The night passed uneventfully and I slept really well, far better than I could ever have anticipated. I awoke in the morning to the smell of freshly cooked bacon wafting into the tent. I turned to stir Al but she was already up and gone. I quickly dressed and emerged into the bright morning sunlight to find my three companions around the campfire with breakfast well under way. They were laughing and joking. I was really pleased to see how well they were getting on.
With excitement fuelling us, breakfast was soon a distant memory. We cleared everything away and broke camp, making sure our fire was well and truly out. We didn't want to start the first forest fire on Tikarra Island.
Rutter and Al led the way following a trail, too narrow to have been made by people that led from the beach through the woods. The trees reached high into the sky. They were verdant and green, and heavily peppered with big, brightly coloured blooms that sprang from the trunks of trees, running their entire length. Whether they belonged to the trees or were parasitic like mistletoe, I couldn't say. Many reminded me of bromeliads with petals like leaves that were brightly coloured in the middle with reds, pinks and oranges but blended into blue or green outer leaves. The same tuneless birds twittered in the trees like a chorus of six year olds with cheap recorders, and some rather annoying insects buzzed around our ears. All in all, though, it was quite tranquil. Certainly no evidence of monsters.

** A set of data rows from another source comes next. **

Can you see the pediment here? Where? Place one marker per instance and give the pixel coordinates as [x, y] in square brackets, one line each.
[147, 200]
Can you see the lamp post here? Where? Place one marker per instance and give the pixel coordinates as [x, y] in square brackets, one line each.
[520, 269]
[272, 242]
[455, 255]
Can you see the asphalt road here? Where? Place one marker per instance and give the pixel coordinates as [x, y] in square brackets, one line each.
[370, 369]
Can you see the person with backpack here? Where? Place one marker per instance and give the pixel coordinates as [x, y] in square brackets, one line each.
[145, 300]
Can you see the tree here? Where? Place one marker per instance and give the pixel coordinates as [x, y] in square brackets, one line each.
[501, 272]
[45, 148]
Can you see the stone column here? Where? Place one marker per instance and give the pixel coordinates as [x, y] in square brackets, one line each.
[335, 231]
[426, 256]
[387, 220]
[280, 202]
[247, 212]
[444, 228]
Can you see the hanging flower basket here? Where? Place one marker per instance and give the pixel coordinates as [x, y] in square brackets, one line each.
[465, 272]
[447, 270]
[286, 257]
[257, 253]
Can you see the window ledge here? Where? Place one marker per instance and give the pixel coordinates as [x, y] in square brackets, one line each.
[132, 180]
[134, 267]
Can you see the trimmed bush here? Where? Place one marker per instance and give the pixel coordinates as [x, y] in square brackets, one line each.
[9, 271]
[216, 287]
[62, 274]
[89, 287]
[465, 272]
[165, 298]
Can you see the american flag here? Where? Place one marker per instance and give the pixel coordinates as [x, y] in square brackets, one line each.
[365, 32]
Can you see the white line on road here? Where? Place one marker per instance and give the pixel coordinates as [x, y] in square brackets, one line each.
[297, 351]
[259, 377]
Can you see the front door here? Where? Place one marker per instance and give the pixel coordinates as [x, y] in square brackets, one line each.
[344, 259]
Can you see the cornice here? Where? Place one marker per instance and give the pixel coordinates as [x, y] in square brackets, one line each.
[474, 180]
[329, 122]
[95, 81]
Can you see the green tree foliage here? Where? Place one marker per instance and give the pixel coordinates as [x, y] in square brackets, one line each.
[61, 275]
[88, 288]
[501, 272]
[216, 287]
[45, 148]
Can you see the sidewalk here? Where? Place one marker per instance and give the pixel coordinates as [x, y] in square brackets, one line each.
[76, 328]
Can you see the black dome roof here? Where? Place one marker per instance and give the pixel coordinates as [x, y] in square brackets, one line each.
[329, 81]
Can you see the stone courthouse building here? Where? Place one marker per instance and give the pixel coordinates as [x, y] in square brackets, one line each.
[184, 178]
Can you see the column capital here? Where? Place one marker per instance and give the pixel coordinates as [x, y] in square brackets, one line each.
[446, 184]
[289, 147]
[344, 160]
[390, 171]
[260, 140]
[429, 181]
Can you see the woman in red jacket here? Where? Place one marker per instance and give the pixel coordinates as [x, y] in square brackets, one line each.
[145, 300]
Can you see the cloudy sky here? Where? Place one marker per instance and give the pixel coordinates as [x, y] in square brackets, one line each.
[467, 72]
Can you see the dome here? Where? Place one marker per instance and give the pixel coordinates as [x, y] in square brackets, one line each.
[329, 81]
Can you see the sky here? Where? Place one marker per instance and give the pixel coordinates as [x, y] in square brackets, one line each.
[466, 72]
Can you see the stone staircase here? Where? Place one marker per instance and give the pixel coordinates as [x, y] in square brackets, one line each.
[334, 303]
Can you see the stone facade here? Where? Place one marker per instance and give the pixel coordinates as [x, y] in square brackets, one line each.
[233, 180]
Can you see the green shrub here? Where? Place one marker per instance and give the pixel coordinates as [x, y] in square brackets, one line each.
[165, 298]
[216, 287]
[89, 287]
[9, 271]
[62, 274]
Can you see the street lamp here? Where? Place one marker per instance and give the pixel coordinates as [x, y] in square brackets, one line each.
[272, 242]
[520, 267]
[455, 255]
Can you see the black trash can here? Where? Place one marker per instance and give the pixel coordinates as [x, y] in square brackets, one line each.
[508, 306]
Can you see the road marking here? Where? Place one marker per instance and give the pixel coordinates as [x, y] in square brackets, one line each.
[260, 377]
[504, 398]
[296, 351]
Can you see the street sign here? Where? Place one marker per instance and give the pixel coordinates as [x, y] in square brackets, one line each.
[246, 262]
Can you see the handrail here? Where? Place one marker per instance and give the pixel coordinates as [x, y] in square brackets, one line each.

The terrain was hard and the undergrowth thick, so we continued to follow the narrow path upwards. As we climbed the air grew close. We had plenty of water and Rutter, an experienced outdoorsman, had lots of equipment to log our progress and detect fresh water, so we were in good spirits. To pass the time, we bantered and were speculating about all the things that could have happened to the explorers. So far, we had the obvious monsters (both sea, land and avian), a plague, starvation, alien abduction, a colony of Dirrians secretly living on the island having fallen in love with the local Amazonian tribeswomen, zombies that came and ate their brains in the middle of the night, cannibals (they'd gone mad through lack of food, killed and eaten each other) and drowning.

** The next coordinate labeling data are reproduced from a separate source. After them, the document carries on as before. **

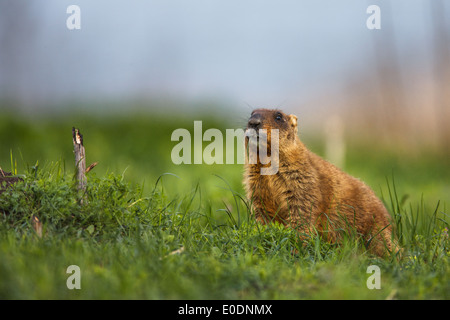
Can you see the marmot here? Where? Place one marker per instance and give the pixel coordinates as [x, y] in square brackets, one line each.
[309, 193]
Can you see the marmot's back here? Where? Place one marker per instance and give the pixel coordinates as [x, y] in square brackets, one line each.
[308, 191]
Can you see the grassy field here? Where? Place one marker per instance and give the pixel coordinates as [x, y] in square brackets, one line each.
[152, 230]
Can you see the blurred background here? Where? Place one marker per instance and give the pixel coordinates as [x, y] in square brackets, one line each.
[374, 102]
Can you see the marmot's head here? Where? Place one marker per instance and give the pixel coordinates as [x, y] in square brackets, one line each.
[274, 119]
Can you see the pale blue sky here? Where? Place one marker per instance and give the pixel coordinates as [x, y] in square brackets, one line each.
[256, 52]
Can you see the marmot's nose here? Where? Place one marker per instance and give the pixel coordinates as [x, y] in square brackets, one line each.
[254, 121]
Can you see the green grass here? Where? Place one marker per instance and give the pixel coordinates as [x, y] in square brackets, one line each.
[143, 234]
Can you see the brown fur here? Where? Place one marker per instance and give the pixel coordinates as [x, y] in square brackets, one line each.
[309, 193]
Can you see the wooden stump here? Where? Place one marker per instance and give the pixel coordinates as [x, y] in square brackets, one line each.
[80, 159]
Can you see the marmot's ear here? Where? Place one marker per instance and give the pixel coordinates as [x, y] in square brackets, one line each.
[293, 122]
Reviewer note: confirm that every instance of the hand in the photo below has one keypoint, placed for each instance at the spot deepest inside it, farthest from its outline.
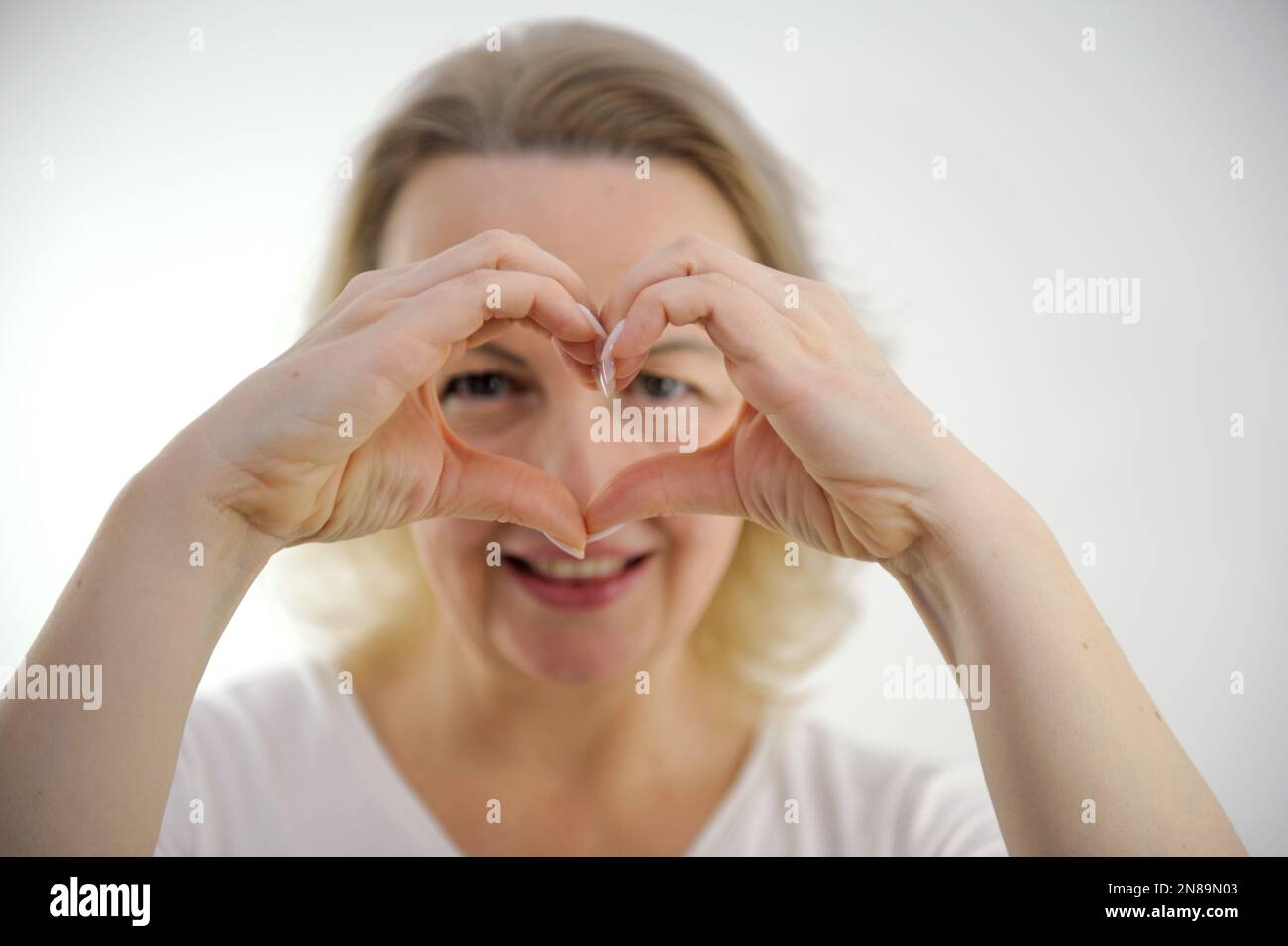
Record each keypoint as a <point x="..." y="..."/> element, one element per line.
<point x="829" y="448"/>
<point x="271" y="450"/>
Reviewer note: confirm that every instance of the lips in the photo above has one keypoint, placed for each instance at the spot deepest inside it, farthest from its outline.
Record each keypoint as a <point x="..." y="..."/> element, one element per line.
<point x="578" y="584"/>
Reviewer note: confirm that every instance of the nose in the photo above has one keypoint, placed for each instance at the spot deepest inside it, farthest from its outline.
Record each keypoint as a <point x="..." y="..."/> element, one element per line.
<point x="571" y="455"/>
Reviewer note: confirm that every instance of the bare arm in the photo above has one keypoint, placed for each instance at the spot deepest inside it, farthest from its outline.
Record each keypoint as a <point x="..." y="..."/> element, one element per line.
<point x="833" y="451"/>
<point x="1069" y="722"/>
<point x="80" y="782"/>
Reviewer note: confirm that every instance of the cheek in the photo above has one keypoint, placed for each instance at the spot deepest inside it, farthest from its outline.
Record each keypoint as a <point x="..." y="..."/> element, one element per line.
<point x="699" y="555"/>
<point x="454" y="559"/>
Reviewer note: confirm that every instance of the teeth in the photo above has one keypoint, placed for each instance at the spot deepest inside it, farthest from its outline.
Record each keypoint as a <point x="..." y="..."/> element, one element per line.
<point x="566" y="571"/>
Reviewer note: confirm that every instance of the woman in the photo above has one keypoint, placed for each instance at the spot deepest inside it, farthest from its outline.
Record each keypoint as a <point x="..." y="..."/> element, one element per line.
<point x="601" y="691"/>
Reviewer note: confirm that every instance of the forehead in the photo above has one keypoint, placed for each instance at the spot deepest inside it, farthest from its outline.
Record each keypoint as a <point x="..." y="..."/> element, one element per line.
<point x="590" y="211"/>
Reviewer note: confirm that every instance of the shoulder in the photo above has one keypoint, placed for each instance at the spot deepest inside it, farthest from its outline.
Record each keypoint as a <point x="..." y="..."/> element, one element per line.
<point x="254" y="756"/>
<point x="850" y="795"/>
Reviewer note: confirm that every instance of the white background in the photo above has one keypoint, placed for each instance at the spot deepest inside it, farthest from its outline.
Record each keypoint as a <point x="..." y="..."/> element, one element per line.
<point x="174" y="249"/>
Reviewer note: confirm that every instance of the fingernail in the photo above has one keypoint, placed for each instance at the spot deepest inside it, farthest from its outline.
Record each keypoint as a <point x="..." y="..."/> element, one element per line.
<point x="593" y="322"/>
<point x="612" y="339"/>
<point x="565" y="547"/>
<point x="604" y="534"/>
<point x="606" y="367"/>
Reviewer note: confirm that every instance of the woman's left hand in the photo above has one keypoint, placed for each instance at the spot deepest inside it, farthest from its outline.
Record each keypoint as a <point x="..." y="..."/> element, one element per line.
<point x="829" y="447"/>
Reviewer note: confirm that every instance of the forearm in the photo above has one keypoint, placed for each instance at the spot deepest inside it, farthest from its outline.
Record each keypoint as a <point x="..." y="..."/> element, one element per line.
<point x="1068" y="719"/>
<point x="97" y="782"/>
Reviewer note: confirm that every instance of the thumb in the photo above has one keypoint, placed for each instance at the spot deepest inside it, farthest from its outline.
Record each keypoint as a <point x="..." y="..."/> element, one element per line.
<point x="477" y="484"/>
<point x="670" y="484"/>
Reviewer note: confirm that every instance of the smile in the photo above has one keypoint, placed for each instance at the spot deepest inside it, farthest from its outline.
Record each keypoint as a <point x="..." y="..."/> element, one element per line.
<point x="578" y="584"/>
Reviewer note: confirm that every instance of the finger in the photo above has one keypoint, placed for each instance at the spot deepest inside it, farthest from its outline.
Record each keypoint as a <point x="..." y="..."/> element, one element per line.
<point x="669" y="484"/>
<point x="696" y="255"/>
<point x="488" y="486"/>
<point x="492" y="250"/>
<point x="759" y="345"/>
<point x="413" y="340"/>
<point x="455" y="309"/>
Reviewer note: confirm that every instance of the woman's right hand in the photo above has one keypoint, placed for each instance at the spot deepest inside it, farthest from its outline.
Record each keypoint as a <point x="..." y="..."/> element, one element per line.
<point x="273" y="450"/>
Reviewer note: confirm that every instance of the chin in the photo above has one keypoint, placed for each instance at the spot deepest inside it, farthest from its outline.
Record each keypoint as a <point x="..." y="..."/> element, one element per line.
<point x="578" y="652"/>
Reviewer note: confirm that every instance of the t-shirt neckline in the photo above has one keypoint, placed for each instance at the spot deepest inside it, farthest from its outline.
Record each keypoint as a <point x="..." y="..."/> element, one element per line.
<point x="382" y="775"/>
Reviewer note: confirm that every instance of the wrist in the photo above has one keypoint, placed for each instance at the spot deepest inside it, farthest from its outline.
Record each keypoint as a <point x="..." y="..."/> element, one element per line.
<point x="978" y="536"/>
<point x="175" y="493"/>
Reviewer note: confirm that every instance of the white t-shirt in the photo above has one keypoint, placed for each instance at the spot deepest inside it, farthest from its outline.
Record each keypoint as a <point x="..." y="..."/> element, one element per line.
<point x="286" y="765"/>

"Let's be honest, guys," I said. "I doubt there's anything really dangerous here at all!"
"Twenty two people disappeared here!" argued Al. "People don't just vanish! They get … eaten by monsters … or vampires!" she added excitedly. "We've not considered vampires!"
"Or werewolves," chipped in Traeth, giggling.

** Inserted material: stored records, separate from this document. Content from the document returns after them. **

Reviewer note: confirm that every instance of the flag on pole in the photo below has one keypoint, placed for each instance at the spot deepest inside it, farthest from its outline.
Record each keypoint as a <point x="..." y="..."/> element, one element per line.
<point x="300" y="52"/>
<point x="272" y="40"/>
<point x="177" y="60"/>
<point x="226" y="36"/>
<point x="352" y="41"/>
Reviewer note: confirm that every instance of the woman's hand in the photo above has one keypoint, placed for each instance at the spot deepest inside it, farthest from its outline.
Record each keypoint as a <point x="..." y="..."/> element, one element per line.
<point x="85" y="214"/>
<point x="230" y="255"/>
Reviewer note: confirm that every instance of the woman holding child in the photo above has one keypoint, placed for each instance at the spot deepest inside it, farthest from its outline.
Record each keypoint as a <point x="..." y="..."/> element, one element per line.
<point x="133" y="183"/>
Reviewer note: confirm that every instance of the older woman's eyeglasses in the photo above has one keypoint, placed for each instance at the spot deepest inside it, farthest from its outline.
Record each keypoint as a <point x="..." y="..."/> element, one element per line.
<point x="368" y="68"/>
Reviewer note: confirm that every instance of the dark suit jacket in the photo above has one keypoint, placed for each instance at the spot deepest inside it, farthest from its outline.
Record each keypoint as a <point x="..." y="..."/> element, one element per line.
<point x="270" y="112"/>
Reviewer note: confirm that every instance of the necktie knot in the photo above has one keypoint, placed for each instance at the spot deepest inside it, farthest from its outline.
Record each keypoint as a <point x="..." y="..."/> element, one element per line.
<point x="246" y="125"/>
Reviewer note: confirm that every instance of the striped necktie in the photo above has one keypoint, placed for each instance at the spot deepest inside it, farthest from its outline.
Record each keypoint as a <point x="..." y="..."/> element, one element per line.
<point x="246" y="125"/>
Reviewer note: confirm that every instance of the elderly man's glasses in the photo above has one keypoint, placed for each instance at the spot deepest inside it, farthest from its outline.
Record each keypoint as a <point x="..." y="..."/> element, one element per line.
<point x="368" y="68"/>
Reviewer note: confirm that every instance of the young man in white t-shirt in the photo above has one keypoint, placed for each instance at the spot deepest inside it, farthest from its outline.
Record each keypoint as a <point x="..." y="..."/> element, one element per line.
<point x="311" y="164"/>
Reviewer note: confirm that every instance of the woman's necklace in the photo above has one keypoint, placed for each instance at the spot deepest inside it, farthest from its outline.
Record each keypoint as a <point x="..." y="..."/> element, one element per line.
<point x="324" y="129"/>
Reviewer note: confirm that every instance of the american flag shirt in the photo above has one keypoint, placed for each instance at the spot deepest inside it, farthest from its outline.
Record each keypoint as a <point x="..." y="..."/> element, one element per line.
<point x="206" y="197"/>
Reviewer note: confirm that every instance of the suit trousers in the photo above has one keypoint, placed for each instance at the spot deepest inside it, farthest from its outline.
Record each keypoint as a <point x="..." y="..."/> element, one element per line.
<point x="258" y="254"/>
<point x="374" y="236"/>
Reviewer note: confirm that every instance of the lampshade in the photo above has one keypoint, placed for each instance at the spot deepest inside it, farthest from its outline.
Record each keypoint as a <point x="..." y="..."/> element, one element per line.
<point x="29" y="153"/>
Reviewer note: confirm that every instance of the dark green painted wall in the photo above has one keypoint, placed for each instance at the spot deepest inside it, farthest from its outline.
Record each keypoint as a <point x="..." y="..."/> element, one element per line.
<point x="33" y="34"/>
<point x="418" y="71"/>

"Or something else entirely could have happened to them," interjected Rutter very calmly. "In fact, I'd go for the something else option."
He had stopped walking.
"What sort of something else?" I asked without really looking.
"The sort of something else that chops your head off and shoves it on a stick in the ground."
We caught up with Rutter and looked ahead. There, five tall spikes had been driven into the ground. Atop each one was a Dirrian skull.